Cardiac Imaging

What Is the Best Initial Imaging for Suspected Hypertrophic Cardiomyopathy?

A 45-year-old male presents to your clinic with several months of progressive exertional dyspnea. His father died suddenly at age 50. An electrocardiogram (ECG) in the office shows left ventricular hypertrophy with deep T-wave inversions in the precordial leads. His blood pressure is normal, and a recent workup has effectively excluded ischemic heart disease as a cause for his symptoms. You suspect a primary myocardial disease, with hypertrophic cardiomyopathy (HCM) at the top of your differential. What is the most appropriate first imaging study to order to confirm your suspicion and guide management?

This article provides a detailed clinical workflow for the initial imaging of suspected hypertrophic cardiomyopathy, grounded in the American College of Radiology (ACR) Appropriateness Criteria. For this specific scenario, the ACR rates `US echocardiography transthoracic resting` as Usually Appropriate, making it the recommended first-line investigation.

Who Fits This Clinical Scenario for Suspected Hypertrophic Cardiomyopathy?
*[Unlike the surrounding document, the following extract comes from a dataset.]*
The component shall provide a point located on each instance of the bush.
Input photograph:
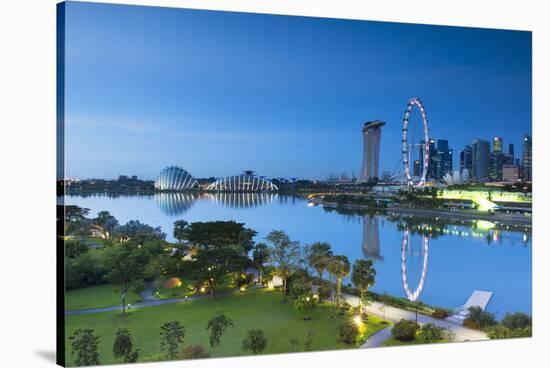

This guidance applies to patients where hypertrophic cardiomyopathy is a primary diagnostic consideration. The clinical picture is often built from a combination of findings, and it is critical that ischemic cardiomyopathy has already been reasonably excluded through prior history, ECG, biomarkers, or functional testing.

Inclusion criteria for this workflow:

  • Symptoms: Patients presenting with exertional dyspnea, angina-like chest pain, palpitations, presyncope, or syncope, particularly with exertion.
  • Physical Exam Findings: A harsh crescendo-decrescendo systolic murmur at the left sternal border that increases with Valsalva maneuver is a classic, though not universal, finding.
  • ECG Abnormalities: Unexplained left ventricular hypertrophy (LVH), prominent Q waves, or deep T-wave inversions.
  • Family History: A first-degree relative with a known diagnosis of HCM or a history of sudden cardiac death at a young age.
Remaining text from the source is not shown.